The trial court committed reversible error by allowing the State’s expert to use “odor analysis” as a baseline for his opinion as to the defendant’s blood-alcohol level (BAC) at the time of the accident, formed using retrograde extrapolation. When the defendant reported to the police department more than ten hours after the accident, she was met by an officer. Although the officer did not perform any tests on the defendant, he detected an odor of alcohol on her breath. The expert based his retrograde extrapolation analysis on the officer’s report of smelling alcohol on the defendant’s breath. He testified that based on “look[ing] at some papers, some texts, where the concentration of alcohol that is detectable by the human nose has been measured[,]” the lowest BAC that is detectable by odor alone is 0.02. He used this baseline for his retrograde extrapolation and opined that at the time of the accident, the defendant had a BAC of 0.18. The court noted that because odor analysis is a novel scientific theory, an unestablished technique, or a compelling new perspective on otherwise settled theories or techniques, it must be accompanied by sufficient indices of reliability. Although the expert testified that “there are published values for the concentrations of alcohol that humans . . . can detect with their nose,” he did not specify which texts provided this information, nor were those texts presented at trial. Furthermore, there was no evidence that the expert performed any independent verification of an odor analysis or that he had ever submitted his methodology for peer review. Thus, the court concluded, the method of proof lacked the required indices of reliability.
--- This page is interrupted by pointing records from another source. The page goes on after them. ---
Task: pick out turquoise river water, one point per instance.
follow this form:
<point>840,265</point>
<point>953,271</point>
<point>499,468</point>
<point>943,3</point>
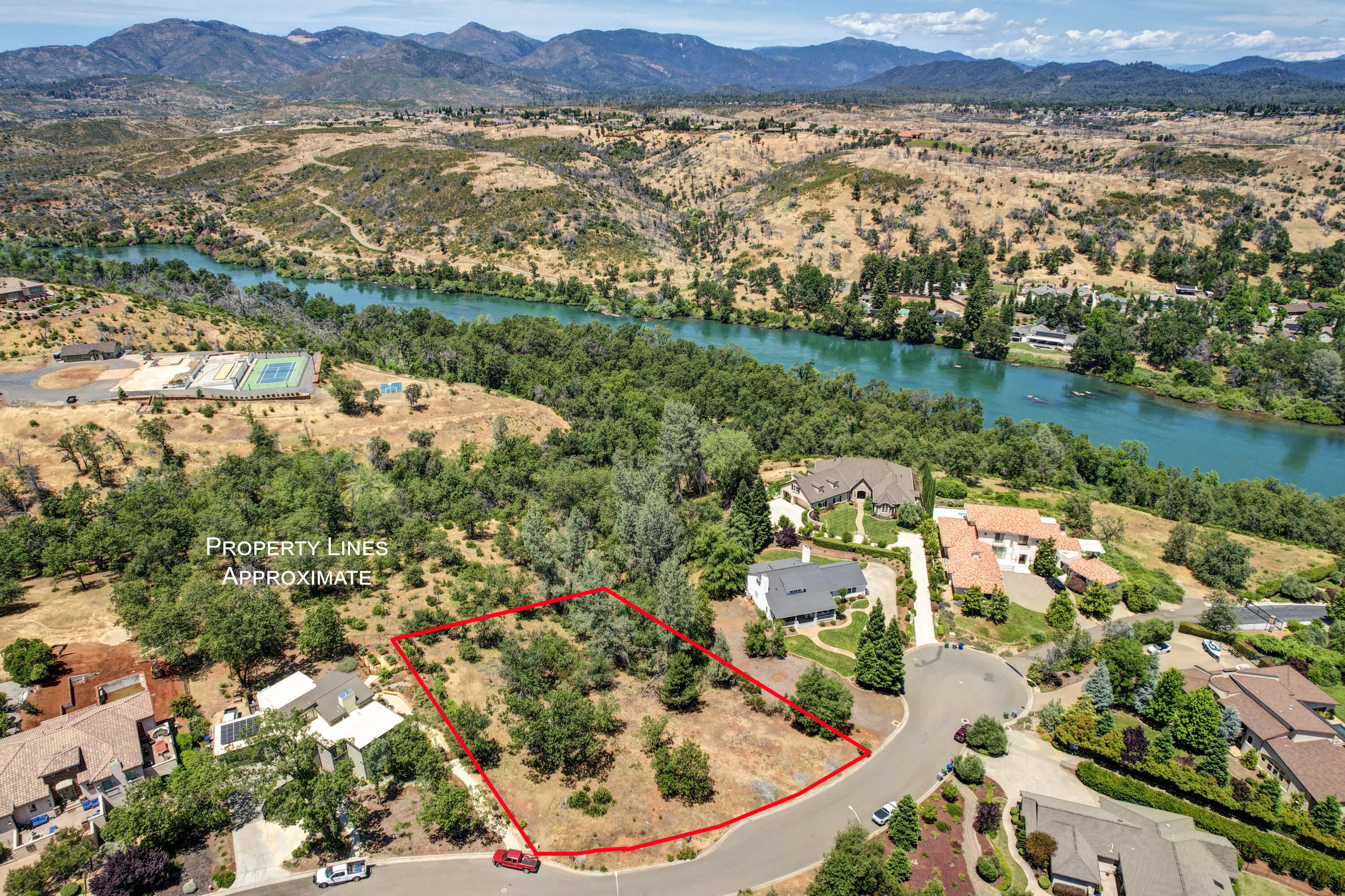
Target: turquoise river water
<point>1238,446</point>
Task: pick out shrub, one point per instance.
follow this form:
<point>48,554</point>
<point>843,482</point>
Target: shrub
<point>1039,848</point>
<point>988,736</point>
<point>969,769</point>
<point>134,872</point>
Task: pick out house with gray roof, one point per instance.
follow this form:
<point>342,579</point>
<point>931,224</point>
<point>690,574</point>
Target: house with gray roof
<point>801,593</point>
<point>1130,849</point>
<point>844,480</point>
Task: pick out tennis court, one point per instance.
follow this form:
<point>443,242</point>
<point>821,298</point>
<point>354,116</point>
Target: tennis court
<point>275,373</point>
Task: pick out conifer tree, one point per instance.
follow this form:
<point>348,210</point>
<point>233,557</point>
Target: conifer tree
<point>904,825</point>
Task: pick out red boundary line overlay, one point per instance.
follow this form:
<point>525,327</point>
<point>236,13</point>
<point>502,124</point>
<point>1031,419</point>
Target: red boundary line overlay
<point>864,751</point>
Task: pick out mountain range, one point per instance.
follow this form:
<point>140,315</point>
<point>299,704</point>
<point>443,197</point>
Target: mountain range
<point>477,61</point>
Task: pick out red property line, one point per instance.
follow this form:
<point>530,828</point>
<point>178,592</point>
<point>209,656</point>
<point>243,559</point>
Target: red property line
<point>864,751</point>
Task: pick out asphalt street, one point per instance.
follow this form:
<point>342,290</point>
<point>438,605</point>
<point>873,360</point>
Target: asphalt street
<point>943,687</point>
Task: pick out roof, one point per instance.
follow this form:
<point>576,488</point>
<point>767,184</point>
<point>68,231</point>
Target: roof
<point>284,691</point>
<point>1158,853</point>
<point>77,746</point>
<point>361,728</point>
<point>1093,570</point>
<point>1317,763</point>
<point>85,347</point>
<point>891,484</point>
<point>811,584</point>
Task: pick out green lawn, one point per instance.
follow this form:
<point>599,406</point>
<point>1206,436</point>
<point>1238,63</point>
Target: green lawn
<point>845,638</point>
<point>1017,876</point>
<point>781,554</point>
<point>881,531</point>
<point>802,646</point>
<point>1253,886</point>
<point>1020,625</point>
<point>838,521</point>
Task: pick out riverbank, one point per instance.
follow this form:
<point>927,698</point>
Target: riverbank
<point>1179,433</point>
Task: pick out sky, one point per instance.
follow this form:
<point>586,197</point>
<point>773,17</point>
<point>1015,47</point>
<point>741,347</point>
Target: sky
<point>1164,31</point>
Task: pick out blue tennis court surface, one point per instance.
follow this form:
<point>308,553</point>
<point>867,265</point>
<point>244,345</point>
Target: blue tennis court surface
<point>276,373</point>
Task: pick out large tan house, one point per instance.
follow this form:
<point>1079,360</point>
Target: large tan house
<point>844,480</point>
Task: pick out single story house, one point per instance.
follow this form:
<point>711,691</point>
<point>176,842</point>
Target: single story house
<point>1091,570</point>
<point>1043,337</point>
<point>1284,720</point>
<point>345,716</point>
<point>1130,849</point>
<point>89,757</point>
<point>799,593</point>
<point>91,351</point>
<point>845,480</point>
<point>15,290</point>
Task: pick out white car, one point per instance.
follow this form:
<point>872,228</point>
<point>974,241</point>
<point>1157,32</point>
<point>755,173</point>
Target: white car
<point>341,874</point>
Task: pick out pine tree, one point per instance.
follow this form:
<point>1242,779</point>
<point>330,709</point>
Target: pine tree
<point>1099,687</point>
<point>904,825</point>
<point>1168,692</point>
<point>759,512</point>
<point>997,607</point>
<point>1060,614</point>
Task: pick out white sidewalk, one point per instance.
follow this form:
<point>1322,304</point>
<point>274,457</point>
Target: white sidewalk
<point>924,613</point>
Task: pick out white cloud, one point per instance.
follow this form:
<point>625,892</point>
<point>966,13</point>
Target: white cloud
<point>1099,42</point>
<point>891,25</point>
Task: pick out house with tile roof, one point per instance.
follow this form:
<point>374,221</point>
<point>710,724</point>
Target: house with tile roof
<point>844,480</point>
<point>981,541</point>
<point>1130,849</point>
<point>1284,720</point>
<point>92,754</point>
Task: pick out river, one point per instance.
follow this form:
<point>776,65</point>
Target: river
<point>1235,444</point>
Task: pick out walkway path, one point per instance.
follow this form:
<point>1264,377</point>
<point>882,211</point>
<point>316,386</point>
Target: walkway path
<point>920,572</point>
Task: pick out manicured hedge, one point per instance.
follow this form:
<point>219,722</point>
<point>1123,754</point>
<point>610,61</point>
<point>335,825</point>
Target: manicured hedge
<point>1282,855</point>
<point>867,551</point>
The court also noted that while G.S. 20-139.1 sets out a thorough set of procedures governing chemical analyses of breath, blood, and urine, the odor analysis lacked any of the rigorous standards applied under that provision. It concluded that the expert’s retrograde extrapolation was not supported by a reliable method of proof, that the odor analysis was so unreliable that the trial court's decision was manifestly unsupported by reason, and that the trial court abused its discretion in admitting this testimony.

In a DWI/homicide case, the trial court erred by allowing a state’s witness to testify about ingredients and effect of Narcan. Although the state proffered the testimony as lay opinion, it was actually expert testimony. When the state called the witness, it elicited extensive testimony regarding his training and experience and the witness testified that Narcan contains no alcohol and has no effect on blood-alcohol content. Because the witness offered expert testimony and because the state did not notify the defendant during discovery that it intended to offer this expert witness, the trial court erred by allowing him to testify as such. However, the error was not prejudicial.

Rule 702(a1) obviates the state’s need to prove that the horizontal gaze nystagmus testing method is sufficiently reliable.